Rule breaking and normalisation of deviance
There were several areas where the guidance in SOPs was either insufficiently or imperfectly described, or where the team were ‘forced’ to bend the rules to achieve the task. Examples are provided below:
1) Personal Protective Equipment (PPE): At the time of data collection, guidance on expected levels of PPE were available from multiple sources including UK Health Security Agency, the National Institute for Care Excellence (NICE) CG139, the University of Oxford and the OUHT. In addition, the OxCRF had core prescribed PPE requirements (e.g. limits on staff within certain spaces and disposable surgical masks to be worn at all times within the unit) and the study stipulated supplemetary needs (e.g. times at which certain levels of PPE are required). This resulted in differing baseline assumptions of PPE requirements between staff dependent on usual place of work and conflicting guidance for team members to follow in specific circumstances. The consequence was situations where team members exposed to the same level of risk, for example when transporting the virus to the participant, were (by rule) expected to wear discrepant levels of PPE throughout the journey, and in relation to their co-located colleagues. The SOP failed to capture nuances of the process and thus confidence in the rule around PPE was eroded by visible inconsistencies (e.g. staff near to, but not holding, the contained live pathogen wearing lower levels of PPE). Equally, when transferring participants from the OxCRF to OUHT for scanning, the COV-CHIM study team reported confusion around which requirement to adhere to (i.e. took precedence) and were often, but not always, required to change their PPE to OUHT provided equipment without a clear biological rationale.
2) Use of signage: A ‘do not enter’ sign was placed on the door in advance of the inoculation taking place. Several team members were observed to go in and out of the participant’s room whilst the sign was on the door, i.e. the sign has no real utility for indicating the exact time when they shouldn’t be entering. The placement of the sign should be contemporaneous with the safety critical moment of transfer of the pathogen into the room. Rule-breaking is inevitable in this situation as staff learn use of the sign is misaligned with risk, and failure to proceed despite its presence would hinder trial conduct.

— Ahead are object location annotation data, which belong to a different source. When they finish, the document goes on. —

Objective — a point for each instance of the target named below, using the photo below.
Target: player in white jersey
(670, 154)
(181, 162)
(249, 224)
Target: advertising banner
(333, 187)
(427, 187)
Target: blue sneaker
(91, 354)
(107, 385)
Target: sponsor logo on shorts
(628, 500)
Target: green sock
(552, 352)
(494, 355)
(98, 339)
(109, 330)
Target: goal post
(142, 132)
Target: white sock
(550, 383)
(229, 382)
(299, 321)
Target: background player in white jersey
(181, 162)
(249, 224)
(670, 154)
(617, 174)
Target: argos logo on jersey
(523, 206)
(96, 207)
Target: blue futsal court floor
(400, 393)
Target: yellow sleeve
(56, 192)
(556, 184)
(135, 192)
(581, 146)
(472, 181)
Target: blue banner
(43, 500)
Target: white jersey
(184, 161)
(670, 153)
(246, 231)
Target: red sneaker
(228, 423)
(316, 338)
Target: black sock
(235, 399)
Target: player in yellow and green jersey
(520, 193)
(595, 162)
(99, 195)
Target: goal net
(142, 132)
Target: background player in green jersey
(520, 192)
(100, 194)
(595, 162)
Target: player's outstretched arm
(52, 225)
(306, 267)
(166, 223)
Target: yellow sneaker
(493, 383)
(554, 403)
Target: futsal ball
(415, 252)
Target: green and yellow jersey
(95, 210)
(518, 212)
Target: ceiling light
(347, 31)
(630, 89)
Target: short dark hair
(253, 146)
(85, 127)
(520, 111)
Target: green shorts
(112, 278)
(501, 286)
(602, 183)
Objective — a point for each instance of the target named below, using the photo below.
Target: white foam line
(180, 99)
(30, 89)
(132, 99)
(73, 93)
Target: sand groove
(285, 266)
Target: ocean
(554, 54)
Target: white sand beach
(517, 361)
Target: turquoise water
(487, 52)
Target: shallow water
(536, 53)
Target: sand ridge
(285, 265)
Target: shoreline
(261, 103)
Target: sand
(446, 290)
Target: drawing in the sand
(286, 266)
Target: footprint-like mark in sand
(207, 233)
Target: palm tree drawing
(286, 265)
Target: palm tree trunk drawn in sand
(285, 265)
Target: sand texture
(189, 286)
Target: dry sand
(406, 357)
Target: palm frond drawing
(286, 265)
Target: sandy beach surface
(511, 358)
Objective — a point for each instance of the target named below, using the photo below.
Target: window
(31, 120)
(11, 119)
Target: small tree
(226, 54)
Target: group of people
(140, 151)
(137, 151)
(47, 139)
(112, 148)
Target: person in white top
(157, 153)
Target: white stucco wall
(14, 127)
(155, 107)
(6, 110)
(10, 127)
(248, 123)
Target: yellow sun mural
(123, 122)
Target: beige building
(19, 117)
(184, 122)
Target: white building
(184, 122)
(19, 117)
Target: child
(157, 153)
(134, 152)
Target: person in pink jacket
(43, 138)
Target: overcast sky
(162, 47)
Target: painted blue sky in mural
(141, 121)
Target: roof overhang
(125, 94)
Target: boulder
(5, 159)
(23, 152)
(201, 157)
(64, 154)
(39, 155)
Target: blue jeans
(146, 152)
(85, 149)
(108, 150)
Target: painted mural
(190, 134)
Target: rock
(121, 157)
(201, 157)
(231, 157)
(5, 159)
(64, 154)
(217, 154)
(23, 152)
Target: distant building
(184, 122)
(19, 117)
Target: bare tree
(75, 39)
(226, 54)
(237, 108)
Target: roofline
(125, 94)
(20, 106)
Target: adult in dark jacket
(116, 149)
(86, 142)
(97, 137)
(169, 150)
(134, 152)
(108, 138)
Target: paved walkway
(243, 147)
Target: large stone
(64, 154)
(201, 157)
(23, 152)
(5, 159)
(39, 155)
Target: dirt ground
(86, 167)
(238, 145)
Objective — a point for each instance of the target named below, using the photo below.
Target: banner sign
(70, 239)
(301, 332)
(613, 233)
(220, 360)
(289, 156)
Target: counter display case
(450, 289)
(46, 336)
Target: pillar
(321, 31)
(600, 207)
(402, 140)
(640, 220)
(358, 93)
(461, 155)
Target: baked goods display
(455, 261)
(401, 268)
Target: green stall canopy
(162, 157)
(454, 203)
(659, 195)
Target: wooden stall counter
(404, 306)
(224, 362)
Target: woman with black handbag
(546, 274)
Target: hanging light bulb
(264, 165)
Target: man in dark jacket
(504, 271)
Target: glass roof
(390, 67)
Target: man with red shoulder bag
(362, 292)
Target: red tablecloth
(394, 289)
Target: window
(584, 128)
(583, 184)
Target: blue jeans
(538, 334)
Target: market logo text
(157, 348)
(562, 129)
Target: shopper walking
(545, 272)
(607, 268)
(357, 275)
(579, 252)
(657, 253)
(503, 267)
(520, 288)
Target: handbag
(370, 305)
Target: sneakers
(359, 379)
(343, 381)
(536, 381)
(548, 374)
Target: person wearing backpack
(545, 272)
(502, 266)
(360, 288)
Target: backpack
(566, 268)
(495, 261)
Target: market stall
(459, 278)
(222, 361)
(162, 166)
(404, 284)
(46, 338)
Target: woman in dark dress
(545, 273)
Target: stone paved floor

3) Participant transfer: During transfer to the CT scanner team members were instructed not to touch any surface. However, unidentified impediments were observed as the doors in the OxCRF cannot be fixed in an open position. Consequently the participant either held the door themselves, or the staff opened the door for them, leading to the rules on social distancing and infection control described in the SOP being broken.